Soil Science Society of America

Green tea catechins applied to susceptible hosts inhibit parasitic plant attachment success

Parasitic plants utilize cell wall degrading enzymes (CWDEs) to penetrate their host plant and attach to host vasculature. Inhibition of CWDEs may confer resistance on susceptible hosts, offering a strategy for parasitic plant control. Here, exogenous application of green tea catechins, which inhibit pectin methylesterase (a CWDE), was used to delay parasitic plant attachment. Texas bluebonnet (Lupinus texensis Hook.) was grown with its naturally occurring root hemiparasite, Texas paintbrush (Castilleja indivisa Engelm.). Catechins, fertilizer (ammonium nitrate), or water were added to soil twice weekly. Parasite attachment was detected using Dragendorff reagent. Effects on growth and germination were also assessed. Parasite attachment to the host was prevented by 5 g L–1 of catechins through 20 d and reduced through 36 d after parasite seedling addition. Five grams per liter of catechins delayed germination in Texas bluebonnet but not in Texas paintbrush. To test the effects of CWDE inhibitors on aboveground parasitism, Arabidopsis thaliana (L.) Heynh. seedlings were grown with field dodder (Cuscuta pentagona Engelm.), a promiscuous shoot holoparasite.
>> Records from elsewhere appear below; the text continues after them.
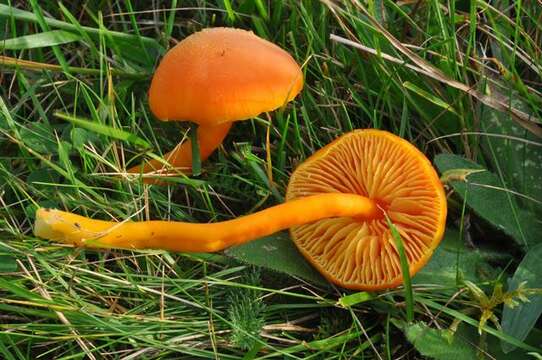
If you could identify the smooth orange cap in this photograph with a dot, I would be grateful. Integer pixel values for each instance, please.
(219, 75)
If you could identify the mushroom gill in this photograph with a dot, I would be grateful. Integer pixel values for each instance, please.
(360, 253)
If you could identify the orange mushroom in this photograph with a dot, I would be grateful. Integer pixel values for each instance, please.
(336, 202)
(214, 77)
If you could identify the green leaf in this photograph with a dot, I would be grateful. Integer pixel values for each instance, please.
(405, 269)
(451, 259)
(277, 252)
(438, 344)
(520, 320)
(104, 130)
(430, 97)
(39, 137)
(517, 152)
(44, 39)
(486, 195)
(7, 264)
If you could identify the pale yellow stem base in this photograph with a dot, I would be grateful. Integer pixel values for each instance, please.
(70, 228)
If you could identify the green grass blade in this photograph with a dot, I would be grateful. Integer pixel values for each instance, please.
(44, 39)
(405, 268)
(104, 130)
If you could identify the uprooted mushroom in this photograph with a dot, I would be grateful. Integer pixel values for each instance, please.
(335, 207)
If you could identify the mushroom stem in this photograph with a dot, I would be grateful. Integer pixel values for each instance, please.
(70, 228)
(209, 138)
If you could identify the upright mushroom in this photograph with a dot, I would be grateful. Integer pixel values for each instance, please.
(214, 77)
(336, 205)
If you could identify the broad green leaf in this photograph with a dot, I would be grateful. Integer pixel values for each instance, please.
(520, 320)
(452, 259)
(277, 252)
(486, 195)
(438, 344)
(104, 130)
(44, 39)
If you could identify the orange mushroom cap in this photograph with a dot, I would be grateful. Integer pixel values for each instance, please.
(221, 75)
(335, 209)
(361, 253)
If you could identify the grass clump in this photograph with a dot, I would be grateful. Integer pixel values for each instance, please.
(460, 79)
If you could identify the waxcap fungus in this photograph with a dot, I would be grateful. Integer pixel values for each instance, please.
(361, 254)
(220, 75)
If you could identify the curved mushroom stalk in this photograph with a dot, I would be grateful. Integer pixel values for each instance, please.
(70, 228)
(209, 138)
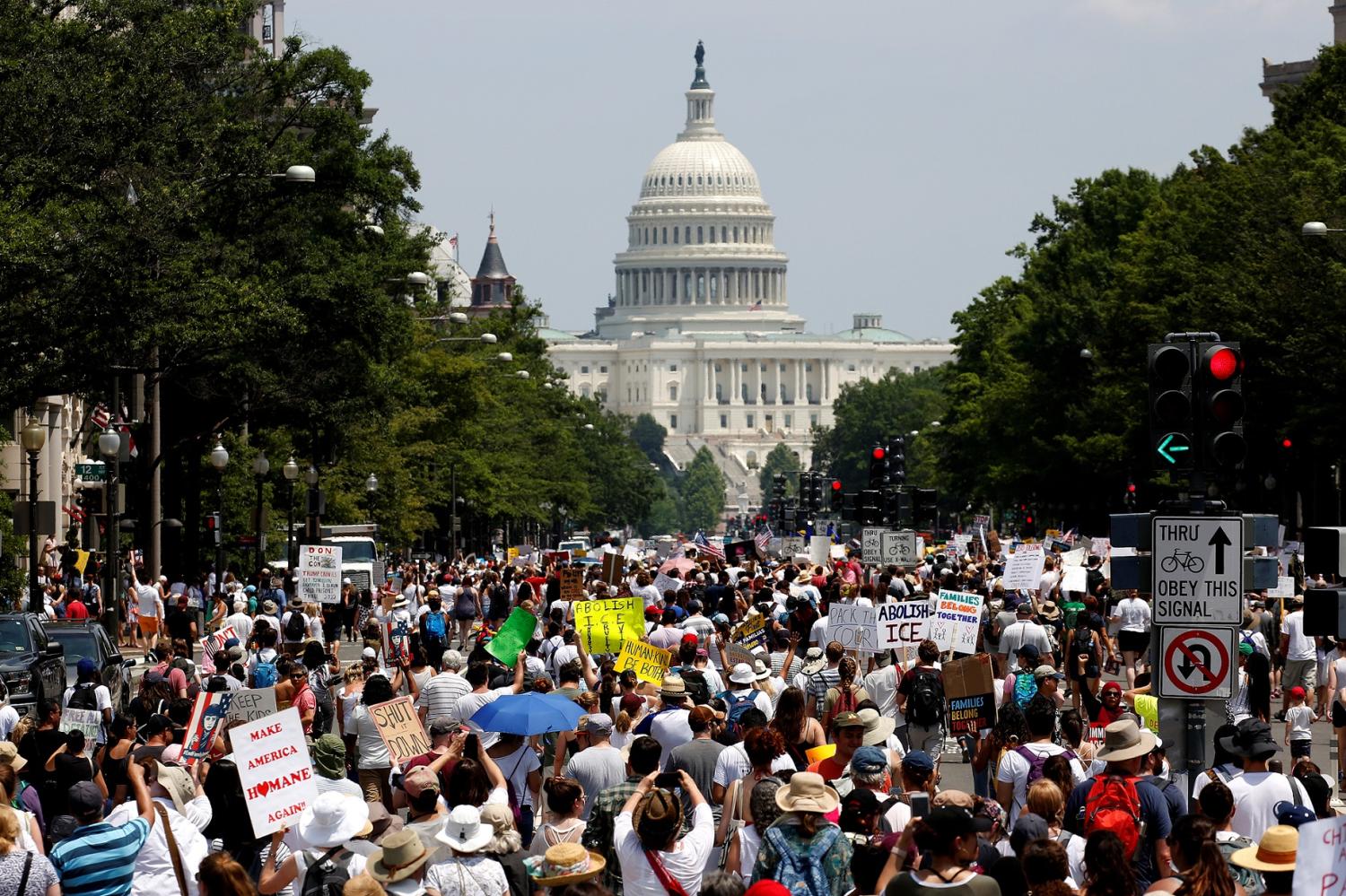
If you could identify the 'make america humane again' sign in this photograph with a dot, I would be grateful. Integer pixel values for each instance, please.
(275, 770)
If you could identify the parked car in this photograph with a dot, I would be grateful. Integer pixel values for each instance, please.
(31, 664)
(83, 638)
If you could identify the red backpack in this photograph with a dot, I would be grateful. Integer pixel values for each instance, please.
(1114, 805)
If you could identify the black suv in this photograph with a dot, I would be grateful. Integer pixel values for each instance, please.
(85, 638)
(31, 664)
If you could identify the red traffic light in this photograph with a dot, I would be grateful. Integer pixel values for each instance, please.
(1222, 362)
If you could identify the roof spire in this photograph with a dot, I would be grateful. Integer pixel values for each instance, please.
(699, 83)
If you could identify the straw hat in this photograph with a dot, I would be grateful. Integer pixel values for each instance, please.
(401, 855)
(1124, 740)
(1273, 852)
(564, 864)
(807, 793)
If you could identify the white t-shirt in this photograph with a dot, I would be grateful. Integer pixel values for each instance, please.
(1014, 769)
(1300, 648)
(1256, 796)
(684, 863)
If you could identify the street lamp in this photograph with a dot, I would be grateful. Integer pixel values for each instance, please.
(291, 473)
(32, 436)
(260, 468)
(220, 459)
(109, 446)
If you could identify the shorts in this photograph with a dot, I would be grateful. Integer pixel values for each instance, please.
(1300, 672)
(1133, 642)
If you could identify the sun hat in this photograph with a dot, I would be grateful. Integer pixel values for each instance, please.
(673, 686)
(1251, 740)
(1273, 852)
(10, 755)
(1124, 740)
(877, 728)
(465, 831)
(742, 674)
(398, 857)
(564, 864)
(659, 815)
(333, 818)
(807, 793)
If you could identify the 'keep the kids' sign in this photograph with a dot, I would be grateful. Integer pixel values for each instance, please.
(275, 770)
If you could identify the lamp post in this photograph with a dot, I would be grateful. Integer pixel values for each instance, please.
(32, 436)
(371, 490)
(220, 459)
(260, 468)
(291, 471)
(109, 446)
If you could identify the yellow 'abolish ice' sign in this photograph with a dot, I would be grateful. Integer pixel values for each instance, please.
(605, 624)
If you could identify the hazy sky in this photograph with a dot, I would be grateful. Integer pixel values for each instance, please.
(904, 145)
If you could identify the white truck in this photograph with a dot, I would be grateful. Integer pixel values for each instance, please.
(360, 559)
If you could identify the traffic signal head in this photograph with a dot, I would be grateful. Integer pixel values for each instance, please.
(1219, 381)
(1171, 420)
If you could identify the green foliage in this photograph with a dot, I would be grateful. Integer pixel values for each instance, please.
(780, 460)
(702, 492)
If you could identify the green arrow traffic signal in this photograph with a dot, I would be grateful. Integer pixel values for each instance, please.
(1171, 444)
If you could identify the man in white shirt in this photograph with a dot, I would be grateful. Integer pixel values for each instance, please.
(1299, 653)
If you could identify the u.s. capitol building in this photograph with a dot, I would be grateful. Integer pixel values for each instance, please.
(699, 331)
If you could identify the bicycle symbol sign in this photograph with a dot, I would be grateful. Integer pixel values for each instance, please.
(1197, 570)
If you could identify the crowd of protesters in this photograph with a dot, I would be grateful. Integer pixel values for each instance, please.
(782, 764)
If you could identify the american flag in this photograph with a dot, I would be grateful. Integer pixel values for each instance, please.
(705, 546)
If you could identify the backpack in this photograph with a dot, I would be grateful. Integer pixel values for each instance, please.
(1025, 689)
(1114, 805)
(296, 626)
(737, 704)
(801, 874)
(925, 707)
(1251, 880)
(83, 697)
(844, 702)
(326, 877)
(1036, 761)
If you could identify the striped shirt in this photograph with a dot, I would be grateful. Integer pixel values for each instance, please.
(441, 694)
(99, 858)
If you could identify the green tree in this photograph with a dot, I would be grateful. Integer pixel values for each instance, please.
(781, 459)
(702, 492)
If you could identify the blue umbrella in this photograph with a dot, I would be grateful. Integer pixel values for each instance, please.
(530, 713)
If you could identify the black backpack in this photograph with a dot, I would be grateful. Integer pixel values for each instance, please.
(326, 877)
(925, 705)
(296, 626)
(83, 697)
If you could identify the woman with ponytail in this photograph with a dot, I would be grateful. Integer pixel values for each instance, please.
(1200, 866)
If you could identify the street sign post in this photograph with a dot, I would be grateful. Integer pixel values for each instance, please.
(1198, 662)
(1198, 565)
Ten grams per liter of catechins applied to the A. thaliana shoot surface inhibited field dodder attachment, although prehaustorial development was not affected. Our findings corroborate existing evidence that CWDE inhibition is a critical component of natural resistance to parasitic plants and open a new area of research into the use of exogenous CWDE inhibitors to control parasitic plant attachment.